A block A having a mass $m_{a} = 3kg$ is released from rest at the position P shown and slides freely down the smooth fixed inclined ramp. When it reaches the bottom of the ramp it slides horizontally onto the surface of a cart of mass $m_{c} = 2kg$ for which the coefficient of friction between the cart and the block is $\mu=\frac{2}{5}$. If h = 6m be the initial height of A, determine the position 'X' (with respect to cart) of the box on the cart after it comes to rest relative to cart. (The cart moves on smooth horizontal surface.)

Answer:

The position of the block on the cart after it comes to rest relative to cart is 117m.  

Explanation:

Given mass of block A is  $m_{a} = 3kg$

          mass of cart is  $m_{c} = 2kg$

          coefficient of friction between the cart and the block, $\mu=\frac{2}{5}$.

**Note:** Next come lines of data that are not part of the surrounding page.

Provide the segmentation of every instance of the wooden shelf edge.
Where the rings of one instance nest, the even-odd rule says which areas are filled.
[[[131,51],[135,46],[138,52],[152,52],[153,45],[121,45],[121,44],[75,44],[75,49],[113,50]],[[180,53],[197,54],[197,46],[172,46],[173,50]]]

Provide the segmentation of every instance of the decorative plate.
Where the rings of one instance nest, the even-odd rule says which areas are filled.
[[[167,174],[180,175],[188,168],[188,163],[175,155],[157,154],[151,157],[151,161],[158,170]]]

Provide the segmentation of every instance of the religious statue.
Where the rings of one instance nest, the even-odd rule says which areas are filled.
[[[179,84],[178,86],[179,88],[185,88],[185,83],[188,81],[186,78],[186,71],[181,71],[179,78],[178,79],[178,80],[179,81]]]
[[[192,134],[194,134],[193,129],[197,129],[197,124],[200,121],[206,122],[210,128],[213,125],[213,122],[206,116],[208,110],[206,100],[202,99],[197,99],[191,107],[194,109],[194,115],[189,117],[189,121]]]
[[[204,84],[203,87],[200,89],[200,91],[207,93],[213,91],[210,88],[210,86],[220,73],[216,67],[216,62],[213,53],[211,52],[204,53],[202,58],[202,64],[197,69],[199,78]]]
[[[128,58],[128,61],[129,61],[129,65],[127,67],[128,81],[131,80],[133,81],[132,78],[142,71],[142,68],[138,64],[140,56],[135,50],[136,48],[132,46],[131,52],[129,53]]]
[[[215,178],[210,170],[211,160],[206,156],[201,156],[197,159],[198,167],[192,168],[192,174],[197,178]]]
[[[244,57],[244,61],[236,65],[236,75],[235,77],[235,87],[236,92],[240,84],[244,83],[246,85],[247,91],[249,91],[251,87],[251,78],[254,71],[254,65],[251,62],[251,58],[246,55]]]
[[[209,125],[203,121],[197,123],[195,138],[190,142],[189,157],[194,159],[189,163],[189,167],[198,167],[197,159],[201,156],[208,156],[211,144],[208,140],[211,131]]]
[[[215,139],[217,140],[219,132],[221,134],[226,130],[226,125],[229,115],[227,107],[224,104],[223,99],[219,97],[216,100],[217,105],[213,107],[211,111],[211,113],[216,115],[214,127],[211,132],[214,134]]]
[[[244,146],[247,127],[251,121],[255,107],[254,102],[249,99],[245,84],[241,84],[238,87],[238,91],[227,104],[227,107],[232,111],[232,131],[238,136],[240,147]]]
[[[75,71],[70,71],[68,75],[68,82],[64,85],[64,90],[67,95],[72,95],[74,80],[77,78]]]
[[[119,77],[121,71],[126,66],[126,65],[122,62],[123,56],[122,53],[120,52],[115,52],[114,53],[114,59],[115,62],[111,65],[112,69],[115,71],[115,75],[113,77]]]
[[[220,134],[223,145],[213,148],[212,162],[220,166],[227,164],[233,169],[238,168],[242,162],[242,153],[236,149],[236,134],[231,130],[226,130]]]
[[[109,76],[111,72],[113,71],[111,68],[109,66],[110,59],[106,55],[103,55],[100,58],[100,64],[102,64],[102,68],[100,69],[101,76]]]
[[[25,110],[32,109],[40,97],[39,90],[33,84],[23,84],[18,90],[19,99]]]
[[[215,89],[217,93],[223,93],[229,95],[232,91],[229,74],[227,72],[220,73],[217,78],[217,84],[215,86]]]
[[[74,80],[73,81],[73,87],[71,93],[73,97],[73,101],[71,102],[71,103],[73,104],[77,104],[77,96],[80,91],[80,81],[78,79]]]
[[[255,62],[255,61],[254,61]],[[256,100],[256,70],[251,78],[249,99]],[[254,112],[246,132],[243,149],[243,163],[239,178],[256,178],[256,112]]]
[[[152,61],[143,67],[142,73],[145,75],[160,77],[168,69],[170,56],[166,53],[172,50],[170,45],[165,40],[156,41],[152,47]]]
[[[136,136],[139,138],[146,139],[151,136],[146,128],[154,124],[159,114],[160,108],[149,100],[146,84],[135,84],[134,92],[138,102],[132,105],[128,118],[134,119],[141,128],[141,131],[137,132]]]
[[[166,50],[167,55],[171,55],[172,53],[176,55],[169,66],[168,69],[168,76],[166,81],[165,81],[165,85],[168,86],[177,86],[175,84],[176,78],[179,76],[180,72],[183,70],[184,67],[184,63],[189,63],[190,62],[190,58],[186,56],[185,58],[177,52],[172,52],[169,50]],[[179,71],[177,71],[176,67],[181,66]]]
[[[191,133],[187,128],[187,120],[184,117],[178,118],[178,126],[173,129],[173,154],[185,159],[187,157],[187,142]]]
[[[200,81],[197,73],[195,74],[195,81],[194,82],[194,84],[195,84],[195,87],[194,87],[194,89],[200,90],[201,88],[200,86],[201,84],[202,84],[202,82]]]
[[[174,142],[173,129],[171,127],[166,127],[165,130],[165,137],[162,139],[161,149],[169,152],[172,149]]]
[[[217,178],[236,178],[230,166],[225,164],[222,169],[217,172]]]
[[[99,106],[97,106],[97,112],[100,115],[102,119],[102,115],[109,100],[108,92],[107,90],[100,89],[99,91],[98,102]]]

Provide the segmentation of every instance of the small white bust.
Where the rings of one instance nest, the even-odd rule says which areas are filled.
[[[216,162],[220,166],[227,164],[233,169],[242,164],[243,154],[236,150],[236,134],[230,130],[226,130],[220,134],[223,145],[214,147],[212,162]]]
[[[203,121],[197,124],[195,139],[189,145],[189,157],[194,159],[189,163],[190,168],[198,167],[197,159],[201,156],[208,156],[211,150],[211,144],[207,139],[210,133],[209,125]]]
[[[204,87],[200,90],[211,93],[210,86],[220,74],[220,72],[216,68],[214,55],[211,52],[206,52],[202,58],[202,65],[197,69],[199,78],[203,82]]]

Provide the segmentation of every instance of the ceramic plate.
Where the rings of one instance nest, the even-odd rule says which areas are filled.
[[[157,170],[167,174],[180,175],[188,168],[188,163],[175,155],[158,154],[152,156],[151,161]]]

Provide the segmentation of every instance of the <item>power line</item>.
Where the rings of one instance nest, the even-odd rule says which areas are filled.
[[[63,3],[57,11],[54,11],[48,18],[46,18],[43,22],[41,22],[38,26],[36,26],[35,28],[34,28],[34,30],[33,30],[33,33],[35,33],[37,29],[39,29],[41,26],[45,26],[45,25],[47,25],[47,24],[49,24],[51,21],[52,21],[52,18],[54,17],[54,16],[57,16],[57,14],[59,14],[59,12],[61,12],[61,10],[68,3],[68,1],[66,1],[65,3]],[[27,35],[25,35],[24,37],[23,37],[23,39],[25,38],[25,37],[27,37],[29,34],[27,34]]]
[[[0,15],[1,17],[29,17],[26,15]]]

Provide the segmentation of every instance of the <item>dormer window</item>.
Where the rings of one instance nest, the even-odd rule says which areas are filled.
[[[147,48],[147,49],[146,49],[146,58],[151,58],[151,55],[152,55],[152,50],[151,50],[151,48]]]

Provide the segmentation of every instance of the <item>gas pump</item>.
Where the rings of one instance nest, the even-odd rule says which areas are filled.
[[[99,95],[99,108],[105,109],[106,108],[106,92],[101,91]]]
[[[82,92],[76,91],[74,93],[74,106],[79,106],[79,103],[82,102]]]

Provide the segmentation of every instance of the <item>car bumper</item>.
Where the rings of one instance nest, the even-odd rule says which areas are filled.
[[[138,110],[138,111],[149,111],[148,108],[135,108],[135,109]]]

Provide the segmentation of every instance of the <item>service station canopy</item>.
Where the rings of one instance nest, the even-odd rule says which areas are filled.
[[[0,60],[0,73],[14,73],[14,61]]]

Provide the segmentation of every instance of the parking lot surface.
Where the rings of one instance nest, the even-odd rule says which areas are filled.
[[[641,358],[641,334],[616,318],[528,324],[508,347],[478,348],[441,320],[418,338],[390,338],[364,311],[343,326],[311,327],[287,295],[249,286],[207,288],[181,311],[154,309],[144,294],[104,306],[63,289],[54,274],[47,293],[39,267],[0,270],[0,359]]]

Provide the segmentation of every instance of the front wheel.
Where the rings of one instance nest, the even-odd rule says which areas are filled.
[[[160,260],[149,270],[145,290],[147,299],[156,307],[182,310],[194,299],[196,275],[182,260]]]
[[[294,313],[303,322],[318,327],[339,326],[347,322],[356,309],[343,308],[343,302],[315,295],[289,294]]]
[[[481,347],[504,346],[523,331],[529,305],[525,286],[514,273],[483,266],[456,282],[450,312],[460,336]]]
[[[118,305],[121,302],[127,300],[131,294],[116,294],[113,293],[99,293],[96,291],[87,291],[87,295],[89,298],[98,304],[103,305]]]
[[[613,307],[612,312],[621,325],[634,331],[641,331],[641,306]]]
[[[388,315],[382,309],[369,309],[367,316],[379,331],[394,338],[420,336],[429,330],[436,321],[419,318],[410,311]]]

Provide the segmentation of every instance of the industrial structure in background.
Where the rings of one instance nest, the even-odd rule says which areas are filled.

          initial height, h = 6m

At height h the block possess potential energy, $PE=m_{a} gh$

Sliding down the plane, the block looses potential energy and gains kinetic energy, $KE=\frac{1}{2}m_{a}v^{2}$

The loss in potential energy is equal to the gain in  kinetic energy, i,e.,

                                    $\frac{1}{2}m_{a}v^{2}=m_{a}gh$

                                     $\implies v=\sqrt{2gh}$

                                               $=\sqrt{2\times 10 \times 6}=\sqrt{120}m/s$                

Following the principle of conservation of momentum,

                                   $m_{a} v=(m_{a}+m_{c})v_c}$

                    $\implies 3\times \sqrt{120} =(3+2)v_c}$

                                $\implies v_{c}= \frac{3\times \sqrt{120}}{5} =\frac{6}{5} \sqrt{30} m/s$

The total kinetic energy will be equal to the work done which is equal to force times displacement.

                   $\frac{1}{2}m_{a}v^{2}+\frac{1}{2}(m_{a}+m_{c})v_c}^{2}=\mu mg\times X$

$\frac{1}{2}\times 3\times (\sqrt{120}) ^{2}+\frac{1}{2}(3+2) (\frac{6}{5} \sqrt{120})^{2}=\frac{2}{5} \times 5\times 10 \times X$

$\implies X=117m$

Therefore, the position of the block on the cart after it comes to rest relative to cart is 117m.